27.4 Fuzzing prompts and inputs
Overview and links for this section of the guide.
On this page
Goal: harden the system against adversarial and weird inputs
Fuzzing is how you discover failures before attackers or weird user inputs do.
For LLM apps, fuzzing is especially useful because:
- inputs are unstructured and user-controlled,
- prompt injection is a realistic threat model,
- parsers and validators can crash on surprising content,
- your model might output unexpected formats under stress.
Fuzzing is testing your system’s resilience: your sanitization, validators, budgets, logging, and fail-closed behavior.
Why fuzzing matters for LLM apps
LLM apps are vulnerable to inputs that:
- break parsing (malformed JSON-like output, nested braces, weird unicode),
- trigger prompt injection (“ignore rules”, “reveal secrets”, “call tools”),
- cause runaway size (very long text, repeated patterns),
- smuggle instructions via retrieved documents (RAG injection),
- cause output drift (model refuses, changes format, includes extra text).
Fuzzing is how you ensure these inputs do not create security issues or outages.
What to fuzz (high ROI targets)
Fuzzing is most valuable at the boundaries:
- User input normalization: trimming, encoding, language detection, length caps.
- Prompt building: template rendering with weird values; escaping.
- Source packaging (RAG): documents that include adversarial instructions.
- JSON parsing and schema validation: malformed and adversarial outputs.
- Logging layer: ensure sensitive strings are redacted; ensure logs don’t explode in size.

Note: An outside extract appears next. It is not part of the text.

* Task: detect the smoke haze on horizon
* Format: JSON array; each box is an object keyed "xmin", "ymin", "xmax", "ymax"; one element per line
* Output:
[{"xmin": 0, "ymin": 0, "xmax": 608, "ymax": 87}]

- Tool routing (if applicable): ensure tool allowlists and budgets cannot be bypassed.
Build a fuzz corpus (the important part)
A fuzz corpus is a set of adversarial and pathological inputs you run repeatedly.
Include:
- Prompt injection strings: “ignore previous instructions”, “reveal system prompt”, “print your hidden rules”.
- Format breakers: unmatched braces, nested JSON, markdown fences, XML-like wrappers.
- Unicode weirdness: zero-width characters, RTL text, mixed scripts.
- Length extremes: empty input, extremely long input, repeated tokens.
- Adversarial RAG chunks: “SOURCES” that contain malicious instructions or fake citations.
- Confusing queries: ambiguous questions that should trigger clarification.
- Safety edge cases: requests that should be refused or escalated.
When you see a real-world failure, add it to the fuzz corpus. Over time this becomes a powerful regression suite.
Don’t let it become a random pile. Tag cases by threat type (injection, parsing, leakage, overload) so you can see coverage.
What to assert (fail-closed invariants)
Your fuzz tests should assert safety and stability properties:
- No crashes: system does not throw unhandled exceptions.
- No leaks: outputs and logs do not contain secrets or restricted content.
- Contract adherence: outputs are validated or safely rejected.
- Budget adherence: timeouts, max retries, and context caps are enforced.
- Proper routing: refused/restricted/not_found/needs_clarification states are triggered appropriately.
A practical fuzz workflow
- Start with deterministic layers: validators, parsers, prompt builders.
- Add a small fuzz corpus: 25–100 cases.
- Run in CI: quick and bounded.
- When a bug occurs: reduce to a minimal failing case and add it to the corpus.
- Periodically expand: new injection patterns and new “weird” formats.
If you fuzz the live model output, make it a separate job (slower, flaky, and expensive). Keep your core fuzz suite deterministic.